I am also going to quit using the stand-off rods that attach to the dinghy by clipping onto two glued-on mounts on the side of the dinghy. The mounts keep wanting to come unglued, and the rods are in the way when accessing the area between the dinghy and the boat. Once I determine the success of this change, I'll probably go ahead and take the rods off the boat and the mounts off of the dinghy. Why is all this of interest to anyone, I'm wondering? The point I want to make is that I've been strapping down the dinghy the same way for two years, but this doesn't mean it's been the right way to do it. Sometimes, change is necessary, and I've never been comfortable with the phrase, "Yes, but we've been doing it this way for years."
After a little waxing on the boat, Rosie and I took Holly in the dinghy over to the beach for a walk, keeping a close eye on the boat. Mostly keeping a close eye on the boat, because there were a few bikini sitings that required thorough examination. Once we returned, we just people-watched for the rest of the afternoon, taking a dip once in a while. We had two guys in a boat come up to ask about our obvious travels, as they saw our AGLCA burgee. We also had another young man swim over to ask if we had jumper cables for his 26-year-old WaveRunner, a WaveRunner we had earlier watched him and his friends tow over to the beach with their boat. We gave away our device for performing such work back on Kentucky Lake, so we couldn't help the guy. He left with the others in the boat, and the last time I saw the WaveRunner it was up on the beach. At 2:30 a.m., it was gone. I hope he came back to get it and the tide didn't take it.

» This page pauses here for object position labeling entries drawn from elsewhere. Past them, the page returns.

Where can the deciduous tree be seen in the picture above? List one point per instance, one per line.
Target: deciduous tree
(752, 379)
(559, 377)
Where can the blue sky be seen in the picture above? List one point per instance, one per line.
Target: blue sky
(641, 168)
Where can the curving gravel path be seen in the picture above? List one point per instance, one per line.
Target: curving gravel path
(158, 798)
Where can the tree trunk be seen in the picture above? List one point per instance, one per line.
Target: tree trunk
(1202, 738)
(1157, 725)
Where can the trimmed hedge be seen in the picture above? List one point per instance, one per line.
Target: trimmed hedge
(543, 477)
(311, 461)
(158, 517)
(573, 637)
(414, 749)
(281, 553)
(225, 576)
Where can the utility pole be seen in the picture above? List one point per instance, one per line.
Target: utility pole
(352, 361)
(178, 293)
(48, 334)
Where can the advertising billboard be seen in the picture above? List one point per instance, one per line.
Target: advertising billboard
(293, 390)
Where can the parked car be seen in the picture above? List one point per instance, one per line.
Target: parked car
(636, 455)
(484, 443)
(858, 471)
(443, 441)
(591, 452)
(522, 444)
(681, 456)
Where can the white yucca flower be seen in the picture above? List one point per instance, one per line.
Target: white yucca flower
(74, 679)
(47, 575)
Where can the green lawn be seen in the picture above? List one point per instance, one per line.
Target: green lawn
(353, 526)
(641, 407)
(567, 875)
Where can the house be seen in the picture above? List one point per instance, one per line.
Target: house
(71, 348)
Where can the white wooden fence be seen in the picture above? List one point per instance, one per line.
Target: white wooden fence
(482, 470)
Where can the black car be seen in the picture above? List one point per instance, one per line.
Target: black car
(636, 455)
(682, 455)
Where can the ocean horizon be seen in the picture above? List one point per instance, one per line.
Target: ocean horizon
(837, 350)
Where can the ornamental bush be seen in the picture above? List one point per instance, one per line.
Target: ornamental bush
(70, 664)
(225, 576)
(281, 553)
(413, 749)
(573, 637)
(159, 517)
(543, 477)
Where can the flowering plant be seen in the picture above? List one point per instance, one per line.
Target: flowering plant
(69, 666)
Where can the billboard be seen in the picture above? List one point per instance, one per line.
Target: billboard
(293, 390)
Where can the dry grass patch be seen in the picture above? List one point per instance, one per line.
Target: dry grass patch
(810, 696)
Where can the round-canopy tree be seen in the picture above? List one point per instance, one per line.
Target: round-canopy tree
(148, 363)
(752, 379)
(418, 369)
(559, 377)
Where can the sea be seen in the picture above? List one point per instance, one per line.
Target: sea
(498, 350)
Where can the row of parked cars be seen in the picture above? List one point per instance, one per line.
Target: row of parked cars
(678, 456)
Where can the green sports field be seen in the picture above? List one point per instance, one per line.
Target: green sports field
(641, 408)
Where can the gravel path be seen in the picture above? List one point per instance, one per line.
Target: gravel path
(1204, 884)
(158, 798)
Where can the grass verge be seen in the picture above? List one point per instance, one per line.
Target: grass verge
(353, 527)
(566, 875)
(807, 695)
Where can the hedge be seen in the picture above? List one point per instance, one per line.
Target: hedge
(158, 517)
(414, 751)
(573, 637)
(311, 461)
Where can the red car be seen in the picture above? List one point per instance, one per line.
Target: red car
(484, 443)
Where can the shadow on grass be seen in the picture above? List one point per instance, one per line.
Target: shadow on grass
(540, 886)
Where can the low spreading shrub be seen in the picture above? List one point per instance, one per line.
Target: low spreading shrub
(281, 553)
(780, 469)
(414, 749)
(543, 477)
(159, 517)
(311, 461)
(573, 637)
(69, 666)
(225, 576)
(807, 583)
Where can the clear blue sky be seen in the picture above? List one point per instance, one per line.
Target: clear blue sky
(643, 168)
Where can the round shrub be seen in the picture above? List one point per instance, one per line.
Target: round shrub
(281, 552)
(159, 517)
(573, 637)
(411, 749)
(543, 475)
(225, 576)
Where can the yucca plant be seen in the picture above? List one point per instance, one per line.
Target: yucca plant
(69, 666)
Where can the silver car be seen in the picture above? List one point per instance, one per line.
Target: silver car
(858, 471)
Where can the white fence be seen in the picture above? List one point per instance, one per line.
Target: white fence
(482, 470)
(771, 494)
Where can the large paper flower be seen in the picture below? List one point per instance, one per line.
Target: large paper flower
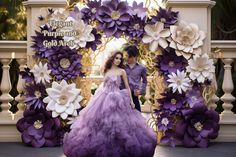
(166, 16)
(201, 68)
(41, 73)
(82, 35)
(178, 81)
(39, 129)
(198, 126)
(113, 17)
(63, 99)
(136, 28)
(138, 10)
(156, 35)
(34, 94)
(65, 63)
(41, 50)
(169, 62)
(186, 39)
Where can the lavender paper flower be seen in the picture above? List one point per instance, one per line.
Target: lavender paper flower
(166, 16)
(113, 17)
(97, 41)
(34, 95)
(89, 14)
(136, 28)
(165, 121)
(169, 62)
(39, 129)
(198, 126)
(41, 51)
(65, 63)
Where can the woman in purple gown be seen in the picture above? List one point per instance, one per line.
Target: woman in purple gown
(109, 126)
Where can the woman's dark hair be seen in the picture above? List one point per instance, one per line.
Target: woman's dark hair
(110, 60)
(132, 51)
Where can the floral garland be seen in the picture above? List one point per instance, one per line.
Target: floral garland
(53, 100)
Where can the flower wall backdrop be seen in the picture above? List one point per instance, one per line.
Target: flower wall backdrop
(170, 48)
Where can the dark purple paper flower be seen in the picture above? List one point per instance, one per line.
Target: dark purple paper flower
(173, 102)
(165, 121)
(27, 75)
(34, 95)
(39, 41)
(39, 129)
(97, 41)
(136, 28)
(65, 63)
(167, 17)
(194, 97)
(169, 138)
(198, 126)
(169, 62)
(89, 13)
(138, 10)
(113, 17)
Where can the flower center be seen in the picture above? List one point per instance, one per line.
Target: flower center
(173, 101)
(115, 15)
(178, 82)
(93, 10)
(163, 20)
(41, 74)
(63, 99)
(38, 124)
(37, 94)
(171, 63)
(165, 121)
(198, 126)
(193, 98)
(136, 26)
(65, 63)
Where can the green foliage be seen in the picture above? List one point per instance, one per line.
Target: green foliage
(12, 20)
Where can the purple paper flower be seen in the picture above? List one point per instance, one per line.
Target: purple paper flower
(198, 126)
(65, 63)
(138, 10)
(169, 138)
(97, 41)
(39, 129)
(34, 95)
(169, 62)
(173, 102)
(113, 17)
(194, 97)
(39, 42)
(165, 121)
(167, 17)
(27, 75)
(136, 28)
(89, 14)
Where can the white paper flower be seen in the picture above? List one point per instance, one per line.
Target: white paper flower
(83, 33)
(41, 73)
(201, 68)
(156, 35)
(63, 99)
(178, 81)
(186, 39)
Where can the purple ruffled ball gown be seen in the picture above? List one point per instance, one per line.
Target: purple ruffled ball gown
(109, 127)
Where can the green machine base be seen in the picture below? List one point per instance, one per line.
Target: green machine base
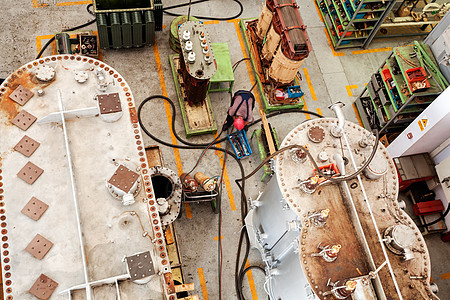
(197, 119)
(268, 107)
(263, 149)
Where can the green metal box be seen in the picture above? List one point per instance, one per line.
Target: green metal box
(127, 23)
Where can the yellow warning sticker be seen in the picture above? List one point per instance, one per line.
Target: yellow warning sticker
(423, 123)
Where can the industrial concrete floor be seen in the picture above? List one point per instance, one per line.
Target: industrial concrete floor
(328, 76)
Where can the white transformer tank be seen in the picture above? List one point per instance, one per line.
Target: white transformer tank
(332, 234)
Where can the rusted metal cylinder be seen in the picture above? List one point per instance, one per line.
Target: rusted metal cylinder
(189, 183)
(263, 23)
(283, 70)
(346, 290)
(271, 44)
(205, 182)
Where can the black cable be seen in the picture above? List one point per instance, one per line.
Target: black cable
(241, 9)
(239, 268)
(70, 29)
(438, 219)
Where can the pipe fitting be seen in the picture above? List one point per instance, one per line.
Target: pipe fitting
(337, 130)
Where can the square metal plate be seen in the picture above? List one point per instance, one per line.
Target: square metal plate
(26, 146)
(43, 287)
(30, 172)
(109, 103)
(39, 246)
(21, 95)
(24, 120)
(140, 265)
(34, 209)
(124, 178)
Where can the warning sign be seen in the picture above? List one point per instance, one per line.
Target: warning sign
(423, 123)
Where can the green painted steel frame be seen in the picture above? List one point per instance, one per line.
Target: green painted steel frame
(267, 106)
(189, 131)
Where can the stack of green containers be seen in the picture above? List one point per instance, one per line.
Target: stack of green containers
(127, 23)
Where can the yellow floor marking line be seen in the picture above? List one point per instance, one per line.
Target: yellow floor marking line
(39, 39)
(201, 277)
(308, 81)
(251, 282)
(305, 107)
(319, 111)
(176, 152)
(357, 115)
(331, 45)
(69, 3)
(349, 89)
(371, 50)
(36, 4)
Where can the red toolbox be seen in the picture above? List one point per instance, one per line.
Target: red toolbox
(428, 207)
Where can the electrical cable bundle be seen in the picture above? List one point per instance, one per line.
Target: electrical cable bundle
(241, 9)
(240, 269)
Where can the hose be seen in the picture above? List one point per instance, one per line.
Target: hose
(239, 268)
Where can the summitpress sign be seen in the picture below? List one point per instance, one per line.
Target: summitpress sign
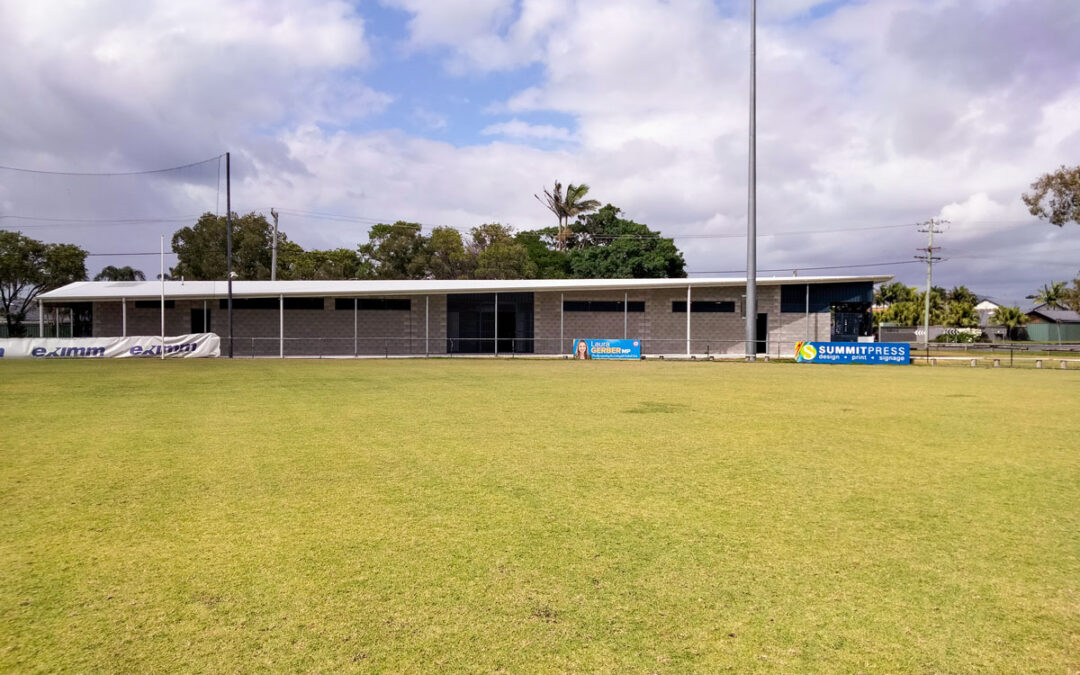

The beach started clearing out, and we fired up the generator to bake the leftover nachos from Tacky Jacks, first removing any sour cream or guacamole. The tortilla chips got nice and crispy, and they were as good as the night before, maybe better. We watched 60 Minutes and some Sunday Night Football. It was nice to see Peyton Manning on the field again. We both fell asleep but woke up when the inverter kicked out and the TV went off. We went to bed, and with a nice breeze blowing, the wind generators were making power and the TV came back on at about 2:30 in the morning and again woke us up, like when the TV comes on for no reason in one of the those low-budget horror movies. I checked our position again and confirmed that we had not drifted any. Then, it was back to bed.
With the hatches open and a cool breeze blowing in, we are now needing covers, as the temperatures at night have been in the 60s. Nice, very nice indeed.